The president of Òmnium, Jordi Cuixart has asked to not see the prisoners and exiles as "the visualization of any defeat". "Today more than ever: amnesty and self-determination", he has demanded in a tweet; the vice-president of the entity, Marcel Mauri, has insisted along these lines. "We don't have any use for false promises from the Spanish government that don't arrive or we don't know if they will arrive", Mauri said about the pardons and the reform of the crime of sedition, while the ANC denounced "torture" and "overkill" on Twitter, and affirmed that "only independence will end the repression". Mauri, however, has pointed to the cancelling of the semi-freedom regime as Moncloa's lack of "will" to release prisoners. He has argued, among other things, that prisoners could now have the open prison regime if the prosecutor's office, a body that the Spanish government "controls", had not filed an appeal.

The state's responsibility over this reppression is, in fact, what has marked the nuances in the reactions of JxCat and ERC. Budó has made it clear that right now she does not see "any willingness" of the Spanish government to face the "negotiation" on the political conflict, while ERC Eurodeputy Diana Riba - who is also Romeva's partner - has defended in Catalunya Ràdio that "the solution is through politics", exhausting paths such as estabilishing a dialogue with the Spanish government, agreed by ERC and PSOE in exchange for Pedro Sánchez's investiture. The president of the Parliament, Roger Torrent (also a member of ERC), has however lamented that the Spanish government has "the tools" to lay the foundations for a resolution of the conflict and "it is not doing so". "It is shameful to see how the government of the PSOE and Podemos is incapable of stopping the enemies of dialogue and those who want to derail any form of negotiation", he said.

Those who have also advocated for a de-judicialisation and a return to politics have been the comuns. "We must remove the conflict from the field of punishment and bring it back into politics", stated the head of the En Común Podem party in Parliament, Jaume Asens, who denounced the fact that the Supreme Court was not "competent" to cancel the open prison regime. The "fastest" ways to free the prisoners, insisted their elections candidate, Jéssica Albiach, are "pardons and reform of the crime of sedition". The CUP, on the other hand, criticized that after days of "marketing and rumours" about pardons, reforms and other "pacts behind closed doors", the state has shown its "real and raw" face.

Forcadell and Bassa regret finding out about the news from the media

Messages of encouragement have been sent over and over again by different sovereign personalities, especially directed to the former President of the Parliament, Carme Forcadell, and the former Minister Bassa, the only two prisoners condemned who had not been cautiously suspended from the open prison regime.
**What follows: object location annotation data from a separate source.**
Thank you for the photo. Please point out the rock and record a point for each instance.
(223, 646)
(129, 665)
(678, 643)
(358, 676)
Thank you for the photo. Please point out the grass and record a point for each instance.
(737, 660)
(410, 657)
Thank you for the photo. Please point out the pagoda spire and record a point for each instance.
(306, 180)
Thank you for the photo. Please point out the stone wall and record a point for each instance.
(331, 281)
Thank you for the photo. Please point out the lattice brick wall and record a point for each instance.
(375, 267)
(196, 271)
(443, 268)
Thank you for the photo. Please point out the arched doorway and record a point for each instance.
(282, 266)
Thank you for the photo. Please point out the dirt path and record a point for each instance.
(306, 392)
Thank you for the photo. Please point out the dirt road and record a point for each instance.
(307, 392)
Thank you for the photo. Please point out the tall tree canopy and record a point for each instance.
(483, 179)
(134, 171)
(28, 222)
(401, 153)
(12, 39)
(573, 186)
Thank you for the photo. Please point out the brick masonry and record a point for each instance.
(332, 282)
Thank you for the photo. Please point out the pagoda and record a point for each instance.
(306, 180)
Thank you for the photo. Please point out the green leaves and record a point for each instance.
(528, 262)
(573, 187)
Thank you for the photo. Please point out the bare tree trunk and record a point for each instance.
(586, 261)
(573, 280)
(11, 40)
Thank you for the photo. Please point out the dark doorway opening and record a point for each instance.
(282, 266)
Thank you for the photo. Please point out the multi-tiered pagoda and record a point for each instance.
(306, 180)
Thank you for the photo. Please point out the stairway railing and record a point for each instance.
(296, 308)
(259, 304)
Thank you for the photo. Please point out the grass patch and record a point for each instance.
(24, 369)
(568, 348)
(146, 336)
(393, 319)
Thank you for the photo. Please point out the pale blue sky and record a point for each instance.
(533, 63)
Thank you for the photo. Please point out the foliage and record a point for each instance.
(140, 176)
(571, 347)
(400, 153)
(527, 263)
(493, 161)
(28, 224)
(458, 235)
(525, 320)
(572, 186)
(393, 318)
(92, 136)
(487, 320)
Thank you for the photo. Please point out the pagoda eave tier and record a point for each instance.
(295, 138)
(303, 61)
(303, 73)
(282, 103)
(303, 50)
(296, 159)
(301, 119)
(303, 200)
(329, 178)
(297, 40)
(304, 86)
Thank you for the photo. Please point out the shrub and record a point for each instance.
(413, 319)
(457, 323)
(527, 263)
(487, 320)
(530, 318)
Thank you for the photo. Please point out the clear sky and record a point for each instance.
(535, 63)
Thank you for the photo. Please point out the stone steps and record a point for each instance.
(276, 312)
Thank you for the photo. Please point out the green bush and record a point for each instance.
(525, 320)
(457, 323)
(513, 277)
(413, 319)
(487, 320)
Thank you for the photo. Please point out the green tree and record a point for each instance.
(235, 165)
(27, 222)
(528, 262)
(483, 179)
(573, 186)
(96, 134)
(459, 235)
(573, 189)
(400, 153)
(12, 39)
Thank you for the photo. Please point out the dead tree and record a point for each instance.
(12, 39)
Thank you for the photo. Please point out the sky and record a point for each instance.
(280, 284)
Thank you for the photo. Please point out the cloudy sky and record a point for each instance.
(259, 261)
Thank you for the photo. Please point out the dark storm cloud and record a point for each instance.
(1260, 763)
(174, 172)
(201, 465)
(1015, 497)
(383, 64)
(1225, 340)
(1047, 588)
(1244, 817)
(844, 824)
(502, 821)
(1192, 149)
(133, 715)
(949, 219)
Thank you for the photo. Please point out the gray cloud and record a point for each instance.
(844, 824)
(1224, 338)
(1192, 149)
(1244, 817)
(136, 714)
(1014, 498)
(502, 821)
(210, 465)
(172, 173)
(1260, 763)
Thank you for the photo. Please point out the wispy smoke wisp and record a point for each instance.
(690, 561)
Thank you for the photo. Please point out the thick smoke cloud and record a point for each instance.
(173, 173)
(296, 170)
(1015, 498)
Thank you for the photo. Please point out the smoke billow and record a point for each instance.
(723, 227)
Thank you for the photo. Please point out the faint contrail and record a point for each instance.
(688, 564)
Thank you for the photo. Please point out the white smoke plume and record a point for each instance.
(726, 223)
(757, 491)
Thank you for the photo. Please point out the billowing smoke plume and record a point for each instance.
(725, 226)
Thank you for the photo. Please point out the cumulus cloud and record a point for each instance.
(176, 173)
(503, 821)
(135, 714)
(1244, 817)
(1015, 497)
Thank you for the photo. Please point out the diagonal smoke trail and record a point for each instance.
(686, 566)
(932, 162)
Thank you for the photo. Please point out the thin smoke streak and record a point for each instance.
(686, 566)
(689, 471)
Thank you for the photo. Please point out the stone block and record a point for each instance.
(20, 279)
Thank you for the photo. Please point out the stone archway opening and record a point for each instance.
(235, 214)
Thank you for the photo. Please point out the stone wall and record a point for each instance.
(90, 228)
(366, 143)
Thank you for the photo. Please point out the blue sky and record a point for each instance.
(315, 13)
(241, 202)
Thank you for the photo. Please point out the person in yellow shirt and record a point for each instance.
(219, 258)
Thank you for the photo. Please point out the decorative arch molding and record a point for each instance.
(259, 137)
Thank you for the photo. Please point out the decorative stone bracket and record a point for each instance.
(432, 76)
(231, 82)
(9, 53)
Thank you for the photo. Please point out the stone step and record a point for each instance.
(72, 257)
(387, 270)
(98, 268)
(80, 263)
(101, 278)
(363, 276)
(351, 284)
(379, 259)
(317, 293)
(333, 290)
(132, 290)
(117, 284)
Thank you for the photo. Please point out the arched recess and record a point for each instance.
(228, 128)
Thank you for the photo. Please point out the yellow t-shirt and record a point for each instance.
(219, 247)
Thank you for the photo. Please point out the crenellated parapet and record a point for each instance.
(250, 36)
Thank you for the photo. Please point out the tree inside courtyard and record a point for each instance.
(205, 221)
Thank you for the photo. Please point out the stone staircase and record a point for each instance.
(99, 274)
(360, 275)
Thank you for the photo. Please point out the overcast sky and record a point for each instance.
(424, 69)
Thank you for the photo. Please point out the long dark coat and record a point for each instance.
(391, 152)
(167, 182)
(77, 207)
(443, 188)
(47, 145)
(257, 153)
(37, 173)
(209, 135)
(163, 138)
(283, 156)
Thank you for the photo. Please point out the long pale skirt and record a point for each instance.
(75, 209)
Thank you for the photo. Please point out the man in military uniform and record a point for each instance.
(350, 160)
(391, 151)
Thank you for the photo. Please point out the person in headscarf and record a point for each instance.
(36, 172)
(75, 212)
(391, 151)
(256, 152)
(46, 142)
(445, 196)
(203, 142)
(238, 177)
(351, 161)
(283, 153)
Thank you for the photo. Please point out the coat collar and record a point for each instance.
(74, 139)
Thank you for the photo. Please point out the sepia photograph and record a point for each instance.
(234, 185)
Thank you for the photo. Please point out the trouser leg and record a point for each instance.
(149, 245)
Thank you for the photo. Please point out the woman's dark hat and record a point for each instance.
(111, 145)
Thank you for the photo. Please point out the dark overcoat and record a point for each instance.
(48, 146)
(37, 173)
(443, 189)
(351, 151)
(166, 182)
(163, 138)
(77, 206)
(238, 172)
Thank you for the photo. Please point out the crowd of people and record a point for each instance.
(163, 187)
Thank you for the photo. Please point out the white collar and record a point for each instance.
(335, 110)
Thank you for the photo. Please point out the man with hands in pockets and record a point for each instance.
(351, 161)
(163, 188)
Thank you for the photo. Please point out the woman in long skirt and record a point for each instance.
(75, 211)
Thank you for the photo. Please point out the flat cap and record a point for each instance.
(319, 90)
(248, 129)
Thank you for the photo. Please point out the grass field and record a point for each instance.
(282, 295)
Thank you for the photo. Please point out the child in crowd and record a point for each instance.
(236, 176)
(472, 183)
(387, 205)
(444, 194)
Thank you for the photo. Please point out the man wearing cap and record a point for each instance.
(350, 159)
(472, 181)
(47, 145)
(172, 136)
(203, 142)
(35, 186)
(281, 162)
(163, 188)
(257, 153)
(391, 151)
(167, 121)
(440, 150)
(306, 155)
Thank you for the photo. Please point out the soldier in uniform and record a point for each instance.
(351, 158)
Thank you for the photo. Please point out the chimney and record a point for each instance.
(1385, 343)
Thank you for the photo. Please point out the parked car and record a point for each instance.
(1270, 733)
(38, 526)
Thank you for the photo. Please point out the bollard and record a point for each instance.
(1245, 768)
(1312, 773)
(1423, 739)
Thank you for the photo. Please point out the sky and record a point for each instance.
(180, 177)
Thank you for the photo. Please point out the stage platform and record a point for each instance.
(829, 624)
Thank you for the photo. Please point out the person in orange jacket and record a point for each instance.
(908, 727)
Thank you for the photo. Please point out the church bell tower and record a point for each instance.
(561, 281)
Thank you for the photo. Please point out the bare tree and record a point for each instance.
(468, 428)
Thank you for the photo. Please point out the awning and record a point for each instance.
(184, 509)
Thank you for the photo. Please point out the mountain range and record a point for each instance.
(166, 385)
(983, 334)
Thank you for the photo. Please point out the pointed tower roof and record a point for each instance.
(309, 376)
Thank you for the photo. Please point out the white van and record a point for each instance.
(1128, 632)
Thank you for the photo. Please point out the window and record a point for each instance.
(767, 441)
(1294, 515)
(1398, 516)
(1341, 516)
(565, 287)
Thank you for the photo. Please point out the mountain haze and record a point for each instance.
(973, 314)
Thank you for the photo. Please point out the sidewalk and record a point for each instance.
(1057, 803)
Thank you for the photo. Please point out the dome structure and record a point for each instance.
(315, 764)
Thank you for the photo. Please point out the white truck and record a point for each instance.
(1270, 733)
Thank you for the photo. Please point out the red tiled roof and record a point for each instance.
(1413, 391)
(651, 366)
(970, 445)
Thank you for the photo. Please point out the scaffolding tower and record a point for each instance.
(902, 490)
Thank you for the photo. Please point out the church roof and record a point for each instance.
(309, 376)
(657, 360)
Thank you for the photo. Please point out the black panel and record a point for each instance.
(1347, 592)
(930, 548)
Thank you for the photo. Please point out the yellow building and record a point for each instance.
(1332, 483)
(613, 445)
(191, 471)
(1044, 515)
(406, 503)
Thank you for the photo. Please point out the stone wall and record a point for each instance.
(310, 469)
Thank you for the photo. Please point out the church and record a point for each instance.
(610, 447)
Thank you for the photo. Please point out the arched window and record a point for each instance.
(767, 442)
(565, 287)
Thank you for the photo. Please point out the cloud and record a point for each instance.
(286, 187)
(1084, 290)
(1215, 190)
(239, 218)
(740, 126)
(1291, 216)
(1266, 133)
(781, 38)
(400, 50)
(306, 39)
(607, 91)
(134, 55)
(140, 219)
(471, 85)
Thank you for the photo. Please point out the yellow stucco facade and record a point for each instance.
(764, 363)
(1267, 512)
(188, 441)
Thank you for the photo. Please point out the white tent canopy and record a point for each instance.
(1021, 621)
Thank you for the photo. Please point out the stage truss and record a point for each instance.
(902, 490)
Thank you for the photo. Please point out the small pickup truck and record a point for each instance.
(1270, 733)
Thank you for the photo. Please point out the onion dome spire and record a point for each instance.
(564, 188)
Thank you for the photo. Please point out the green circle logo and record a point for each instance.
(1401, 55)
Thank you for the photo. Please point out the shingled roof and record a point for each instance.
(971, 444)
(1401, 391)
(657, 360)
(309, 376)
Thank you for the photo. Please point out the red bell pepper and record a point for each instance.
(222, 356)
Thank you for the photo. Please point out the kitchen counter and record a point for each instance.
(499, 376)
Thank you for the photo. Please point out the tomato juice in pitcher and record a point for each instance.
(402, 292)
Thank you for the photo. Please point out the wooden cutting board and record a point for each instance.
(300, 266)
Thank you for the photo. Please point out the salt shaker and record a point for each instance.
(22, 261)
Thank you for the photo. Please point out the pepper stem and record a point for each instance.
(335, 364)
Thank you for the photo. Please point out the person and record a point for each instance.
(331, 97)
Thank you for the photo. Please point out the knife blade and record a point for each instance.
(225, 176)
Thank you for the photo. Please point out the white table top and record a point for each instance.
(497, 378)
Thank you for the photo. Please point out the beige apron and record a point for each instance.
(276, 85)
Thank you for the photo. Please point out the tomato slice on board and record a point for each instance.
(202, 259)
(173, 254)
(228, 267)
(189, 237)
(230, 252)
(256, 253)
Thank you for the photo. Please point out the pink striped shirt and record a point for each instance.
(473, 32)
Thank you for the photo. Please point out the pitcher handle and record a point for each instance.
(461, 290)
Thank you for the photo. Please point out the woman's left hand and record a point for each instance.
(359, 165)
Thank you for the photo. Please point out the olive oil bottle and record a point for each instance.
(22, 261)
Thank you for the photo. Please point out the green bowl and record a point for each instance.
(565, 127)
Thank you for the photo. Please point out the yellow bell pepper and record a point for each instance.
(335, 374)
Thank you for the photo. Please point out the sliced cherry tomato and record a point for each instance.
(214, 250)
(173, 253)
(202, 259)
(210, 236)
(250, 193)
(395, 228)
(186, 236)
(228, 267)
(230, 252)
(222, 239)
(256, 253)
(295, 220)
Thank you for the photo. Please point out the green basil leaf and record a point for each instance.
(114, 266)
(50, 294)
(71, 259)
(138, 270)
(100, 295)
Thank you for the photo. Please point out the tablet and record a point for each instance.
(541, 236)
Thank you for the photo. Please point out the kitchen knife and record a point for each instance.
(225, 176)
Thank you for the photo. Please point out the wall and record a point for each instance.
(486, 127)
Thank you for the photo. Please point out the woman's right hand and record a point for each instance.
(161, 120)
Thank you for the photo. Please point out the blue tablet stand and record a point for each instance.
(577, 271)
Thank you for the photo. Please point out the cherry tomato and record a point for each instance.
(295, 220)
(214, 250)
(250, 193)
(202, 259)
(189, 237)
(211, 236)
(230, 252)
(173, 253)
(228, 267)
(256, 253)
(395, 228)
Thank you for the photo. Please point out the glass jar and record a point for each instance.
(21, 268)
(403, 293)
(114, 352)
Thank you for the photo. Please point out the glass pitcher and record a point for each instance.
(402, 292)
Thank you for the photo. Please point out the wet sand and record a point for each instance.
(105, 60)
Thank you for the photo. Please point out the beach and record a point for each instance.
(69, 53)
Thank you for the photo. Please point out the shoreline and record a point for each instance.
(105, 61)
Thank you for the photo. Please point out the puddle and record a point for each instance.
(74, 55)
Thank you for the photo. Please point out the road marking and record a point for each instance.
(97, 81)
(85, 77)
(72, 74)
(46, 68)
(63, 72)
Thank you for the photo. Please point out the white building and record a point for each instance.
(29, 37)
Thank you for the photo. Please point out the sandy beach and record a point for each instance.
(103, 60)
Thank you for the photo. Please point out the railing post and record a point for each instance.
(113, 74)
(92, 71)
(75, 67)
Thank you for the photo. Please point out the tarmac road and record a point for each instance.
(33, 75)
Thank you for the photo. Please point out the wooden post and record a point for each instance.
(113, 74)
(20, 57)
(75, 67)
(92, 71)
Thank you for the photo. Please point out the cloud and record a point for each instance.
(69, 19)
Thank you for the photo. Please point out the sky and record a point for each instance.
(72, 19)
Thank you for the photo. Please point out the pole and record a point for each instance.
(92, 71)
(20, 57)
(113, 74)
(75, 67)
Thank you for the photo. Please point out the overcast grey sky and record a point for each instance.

Both have focused their initial reactions on criticising, above all, the ways in which the Supreme Court has acted: "We have learned that we have to go back into prison through the media", Forcadell criticised on Twitter, where she criticized that "the lack of respect" from the high court towards the prisoners and their families "is shameful".

"Carme and I got out of prison this morning and we called each other to say that it was OK, that we didn't have to come back until Wednesday, that we would be out of prison for five days because there was a bank holiday. But right now we still don't know if we have to go back to prison today, tomorrow or on Wednesday", added Bassa in RAC1. She assured that she had received the Supreme Court's ruling through the media: "My lawyer still hasn't received anything official". The cancelling of the open prison regime is now official, even though it could be appealed by the Constitutional Court.